Bastille – Rue Crémieux
The Bastille neighborhood is one of Paris’s most dynamic places. It is located in the 12th arrondissement around the Place de la Bastille. It is widely known for its very rich history, its cultural venues, and above all, its bars and pubs that are one of the epicenters of Parisian nightlife.
The Place de la Bastille derives its name from the former very large fortress built under Charles the 5th between 1370 and 1383. Many tourists, when they arrive in Paris, really want to see the Bastille. This is partly due to the fact that in the United States, the 14th of July is also known as “Bastille Day”; so many Americans just picture the Bastille as a typical French fortress or castle. These people are always very disappointed to see that the building has been destroyed long ago.
Nevertheless, the outline of its walls is still marked by a special type of pavement on the western side of the square. This fortress was transformed into a prison by Richelieu, and became a symbol of French monarchy power. The Bastille was taken down by the citizens of the Faubourg Saint-Antoine on the 14th of July 1789 during the French Revolution. It has long been considered as the first event of the French Revolution, and this day became a French national holiday.
Because of this central episode of French History, this square has earned a symbolic aura and has been the theater of many political uprisings.
Interesting and forgotten historical anecdote: In 1808, Napoleon drafted a plan to build a large monument in the shape of an elephant. This monument was supposed to be the western equivalent of the Arc de Triomphe, built in the East of Paris. It was designed to measure 24 meters high and to be made from the Spanish canons’ bronze seized during the war. The architect Jean-Antoine Alavoine got to work in 1833, but only a real size model sculpted by Pierre Charles Bridan was put there. This monument appeared in the very famous novel Les Misérables by Victor Hugo, before being taken down in 1846.

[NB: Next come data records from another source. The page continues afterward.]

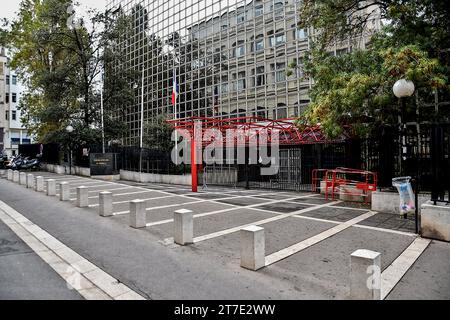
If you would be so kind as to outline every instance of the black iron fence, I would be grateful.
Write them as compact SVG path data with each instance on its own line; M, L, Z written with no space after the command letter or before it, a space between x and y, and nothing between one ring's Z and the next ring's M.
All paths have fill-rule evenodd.
M27 156L39 153L40 145L21 145ZM44 145L43 161L59 163L59 147ZM134 146L107 146L117 154L117 167L123 170L155 174L188 174L189 165L175 165L169 152ZM89 154L101 153L101 146L73 150L74 164L89 166ZM283 146L278 170L263 175L260 164L205 166L200 175L207 184L251 188L311 190L313 169L348 167L378 174L380 188L392 188L392 178L411 176L421 191L431 191L432 199L448 201L450 194L450 123L411 123L400 132L398 127L380 127L366 140L343 143ZM202 181L199 181L202 183Z
M74 164L81 167L89 167L89 155L102 153L101 145L83 146L74 151ZM186 165L175 165L170 152L139 148L135 146L106 146L106 153L117 155L116 167L120 170L128 170L154 174L182 175L190 172Z
M42 162L50 164L60 163L60 146L55 143L21 144L19 145L19 154L31 159L36 158L40 154Z

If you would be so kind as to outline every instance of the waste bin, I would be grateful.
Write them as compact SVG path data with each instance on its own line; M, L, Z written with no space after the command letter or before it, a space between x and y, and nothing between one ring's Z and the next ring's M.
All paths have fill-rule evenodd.
M400 195L400 214L407 217L408 214L415 213L415 195L411 186L411 177L397 177L392 179L392 186L397 188Z

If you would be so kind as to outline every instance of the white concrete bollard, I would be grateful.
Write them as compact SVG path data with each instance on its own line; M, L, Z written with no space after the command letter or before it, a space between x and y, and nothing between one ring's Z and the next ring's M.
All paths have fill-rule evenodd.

The large green pillar at the center of the Bastille square is called: “la Colonne de Juillet” (the July pillar in English). It was built between 1835 and 1840 under the supervision of the king Louis-Philippe, to commemorate “les Trois Glorieuses”, the three glorious days of July 1830 that brought the end of Charles the 10th‘s regime and the establishment of the so-called “July Monarchy”, the reign of Louis Philippe the 1st. On the plaque of the pillar, one can read a French inscription celebrating the glory of the French citizens that united to defend public liberties between the 27th and the 29th of July 1830. The column bears the name of the casualties of these revolutionary days. A golden bronze statue named Le Génie de la Liberté can be found at the top. This tower was built at the top of a necropolis, sheltering the bodies of the July 1830 dead.
Another interesting anecdote: In 1871, the soldiers of the Paris commune tried to destroy the Colonne de Juillet that was considered as a symbol of the French ever-lasting monarchy; just like they destroyed the Vendôme Pillar. They tried to burn down the area beneath the tower, and fired more than 30 shells from the Austerlitz Bridge, but the tower remained unharmed.
Today, when visiting the Bastille square, it is easy to spot the Opéra Bastille and its modernist architecture. It was designed by Carlos Ott and inaugurated in 1989, to celebrate the bicentenary anniversary of the French Revolution. This project was led by the famous French president, François Mittérand. It belongs, along with the Opera Garnier, to the Opéra de Paris, and was built partly to relieve the Opéra Garnier and its limited space.
Here are a few places and addresses not to miss in the Bastille area.
Rue de la Roquette
The rue de la Roquette is one of the most ancient streets of the Bastille area. It is located in the 11th arrondissement of Paris and joins the Bastille square and the extremely famous Père-Lachaise cemetery in which one could stop by the graves of Edith Piaf, Marcel Proust and many other French celebrities.
This street derives its name from the ancient name of the area; the name “roquette” (or rochette), would originate from a type of yellowish flower. But apart from these quiet boring anecdotes, this street is above all, one of the most active streets of the Parisian nightlife. As soon as the sun sets, the multiple bars of this street are quickly filled by dozens of Parisian youngsters, enjoying their Thursday night with a beer or two.
It is really a place to be if you want to feel the experience of young people and students in the capital. The bars of this road are all very different; music bars or quiet pub amateurs, you will not be disappointed.
The rue Crémieux is a street located in the 12th arrondissement, still in the Bastille area. It was opened in 1865 by the promoter Millaud, on the former location of the National Arenas. Its name refers to the lawyer and politician Adolphe Crémieux, that was the author of a very famous decree in 1870, granting the French nationality to Algerian Jews (quick historical note: from 1830 to 1962, the country that is now known as Algeria was a French colony).
During the historical flood of January 1810, the waters rose up 1.75m at the 8th number of this street, a commemorative plaque has been set up there.
This nice little street, paved since 1993, is filled with very picturesque “hotels particuliers” with colored facades. A must see in the Bastille area.
With these areas in mind and a bit of French History in your pocket, take a backpack and feel the inherently Parisian energy of the Bastille neighborhood.